There was a very funny joke told by the slightly weird American comedian Emo Philips a
dozen or so years ago. He was talking about his German girlfriend, and how she loved being in New York. What she loved best, he said, were those New York bagels, she couldn’t get enough of
them. “And you just can’t find them anywhere in Germany,” she added, to which Philips replied: “Well, whose fault is that?”
Another slightly weird comedian, The Guardian’s George Monbiot, provided the opportunity for precisely the same punchline in his column this week. At the start of what was, I have to admit, a very well written and cogently argued support of nuclear power, with which his readers will have largely disagreed, he wrote, with a certain recently acquired weariness: “You think you’re discussing technologies, and you quickly discover that you’re discussing belief systems.”

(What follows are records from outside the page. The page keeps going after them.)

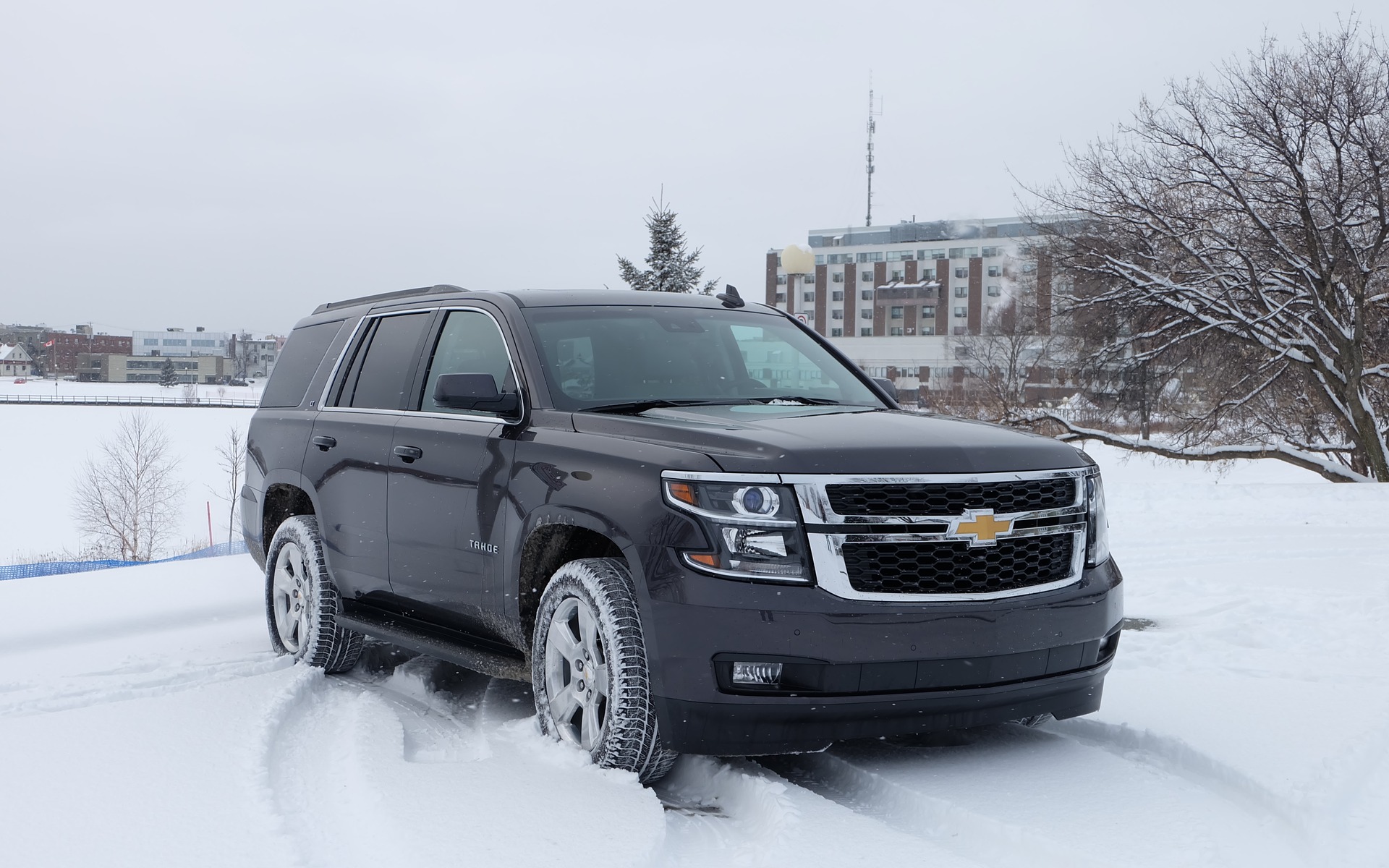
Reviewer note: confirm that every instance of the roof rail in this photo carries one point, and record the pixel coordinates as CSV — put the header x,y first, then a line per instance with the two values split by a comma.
x,y
399,294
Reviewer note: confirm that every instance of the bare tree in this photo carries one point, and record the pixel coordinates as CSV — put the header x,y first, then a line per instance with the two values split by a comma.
x,y
1007,360
1242,226
127,498
231,457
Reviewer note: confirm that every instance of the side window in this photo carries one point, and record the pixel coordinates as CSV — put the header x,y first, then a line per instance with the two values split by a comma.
x,y
297,363
469,344
378,374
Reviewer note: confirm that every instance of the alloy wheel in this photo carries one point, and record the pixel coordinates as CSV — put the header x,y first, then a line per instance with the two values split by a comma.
x,y
577,674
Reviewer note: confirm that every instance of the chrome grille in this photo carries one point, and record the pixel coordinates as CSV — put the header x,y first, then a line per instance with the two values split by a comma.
x,y
952,499
942,538
928,569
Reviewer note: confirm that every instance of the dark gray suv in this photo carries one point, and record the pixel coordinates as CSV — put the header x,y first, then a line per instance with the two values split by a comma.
x,y
691,524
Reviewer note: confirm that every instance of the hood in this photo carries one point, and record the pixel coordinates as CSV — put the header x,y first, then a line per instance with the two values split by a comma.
x,y
798,439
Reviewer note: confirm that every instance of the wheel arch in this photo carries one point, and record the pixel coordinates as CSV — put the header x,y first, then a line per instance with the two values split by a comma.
x,y
281,501
553,538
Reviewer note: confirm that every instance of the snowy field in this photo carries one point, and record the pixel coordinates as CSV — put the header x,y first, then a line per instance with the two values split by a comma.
x,y
145,723
48,445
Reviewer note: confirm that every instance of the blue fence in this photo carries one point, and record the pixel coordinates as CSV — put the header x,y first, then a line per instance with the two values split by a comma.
x,y
28,571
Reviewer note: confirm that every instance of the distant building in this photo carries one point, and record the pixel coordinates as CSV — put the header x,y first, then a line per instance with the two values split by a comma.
x,y
255,357
117,368
59,350
14,360
177,342
899,299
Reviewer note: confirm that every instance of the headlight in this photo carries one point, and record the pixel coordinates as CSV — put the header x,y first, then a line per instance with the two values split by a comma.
x,y
755,528
1096,522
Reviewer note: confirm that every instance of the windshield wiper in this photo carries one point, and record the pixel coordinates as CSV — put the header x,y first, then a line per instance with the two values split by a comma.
x,y
650,404
799,399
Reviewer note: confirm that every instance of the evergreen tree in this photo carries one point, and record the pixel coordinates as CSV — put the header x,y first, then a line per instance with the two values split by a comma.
x,y
671,265
169,378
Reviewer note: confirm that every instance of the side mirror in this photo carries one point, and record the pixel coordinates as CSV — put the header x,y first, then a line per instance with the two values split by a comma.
x,y
891,388
474,392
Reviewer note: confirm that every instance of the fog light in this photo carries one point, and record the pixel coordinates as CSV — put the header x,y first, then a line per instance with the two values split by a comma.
x,y
762,674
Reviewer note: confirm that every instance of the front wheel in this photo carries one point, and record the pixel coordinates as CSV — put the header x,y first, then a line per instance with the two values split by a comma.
x,y
302,600
588,668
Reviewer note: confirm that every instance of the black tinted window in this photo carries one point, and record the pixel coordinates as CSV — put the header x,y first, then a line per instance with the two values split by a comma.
x,y
378,380
603,354
297,363
469,344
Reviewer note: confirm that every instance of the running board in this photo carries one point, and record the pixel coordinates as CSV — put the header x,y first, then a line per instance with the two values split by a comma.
x,y
435,642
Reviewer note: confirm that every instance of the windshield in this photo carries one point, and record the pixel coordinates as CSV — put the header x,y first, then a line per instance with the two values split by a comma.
x,y
605,356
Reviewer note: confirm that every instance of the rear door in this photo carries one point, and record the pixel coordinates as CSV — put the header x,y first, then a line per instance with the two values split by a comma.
x,y
448,480
349,451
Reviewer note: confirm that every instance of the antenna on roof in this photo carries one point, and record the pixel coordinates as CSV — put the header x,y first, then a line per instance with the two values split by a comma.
x,y
729,296
874,111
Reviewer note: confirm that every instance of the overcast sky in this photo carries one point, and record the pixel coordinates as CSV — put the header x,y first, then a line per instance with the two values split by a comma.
x,y
232,167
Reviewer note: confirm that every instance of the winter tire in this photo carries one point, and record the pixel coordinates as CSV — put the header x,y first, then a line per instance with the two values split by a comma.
x,y
302,602
590,674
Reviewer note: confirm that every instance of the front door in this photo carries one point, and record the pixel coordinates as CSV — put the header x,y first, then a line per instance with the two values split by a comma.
x,y
446,475
349,453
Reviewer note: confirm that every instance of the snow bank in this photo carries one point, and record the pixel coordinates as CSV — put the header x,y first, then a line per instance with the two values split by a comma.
x,y
51,442
143,721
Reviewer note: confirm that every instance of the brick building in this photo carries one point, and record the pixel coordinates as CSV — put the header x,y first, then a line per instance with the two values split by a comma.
x,y
899,299
59,350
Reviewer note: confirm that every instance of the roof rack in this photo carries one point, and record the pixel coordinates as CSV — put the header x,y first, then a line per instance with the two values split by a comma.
x,y
399,294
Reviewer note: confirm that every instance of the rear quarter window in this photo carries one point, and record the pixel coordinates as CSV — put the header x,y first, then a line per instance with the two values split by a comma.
x,y
297,363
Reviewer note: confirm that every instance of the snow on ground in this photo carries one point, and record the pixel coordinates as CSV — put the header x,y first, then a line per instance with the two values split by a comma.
x,y
46,446
143,721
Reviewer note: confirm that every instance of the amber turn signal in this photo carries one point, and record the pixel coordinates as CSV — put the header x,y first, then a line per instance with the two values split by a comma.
x,y
684,492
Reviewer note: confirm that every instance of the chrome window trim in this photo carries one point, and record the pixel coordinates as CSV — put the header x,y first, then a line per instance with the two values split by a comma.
x,y
511,365
338,365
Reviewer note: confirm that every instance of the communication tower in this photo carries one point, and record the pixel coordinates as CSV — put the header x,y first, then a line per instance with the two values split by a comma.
x,y
874,111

Yep, George — and whose fault is that? It is nigh on impossible to have a rational and pragmatic discussion about technology, largely as a consequence of the “Green movement” (within which George still considers himself fashionably located) and its doctrinaire opposition to all manner of things — nuclear power included, as George is now finding out. And its doctrinaire insistence — a paradox, in a way — that we are all irrevocably doomed no matter what we do. And there’s the problem; you can’t call yourself part of a movement and then start whining when it becomes proscriptive of your beliefs: that’s what “movements” do. I ought to point out that the anti-Green lobby has become equally doctrinaire of late, so the entire debate has long since left its scientific basis and become simply a forum for the exchange of allegations and insults.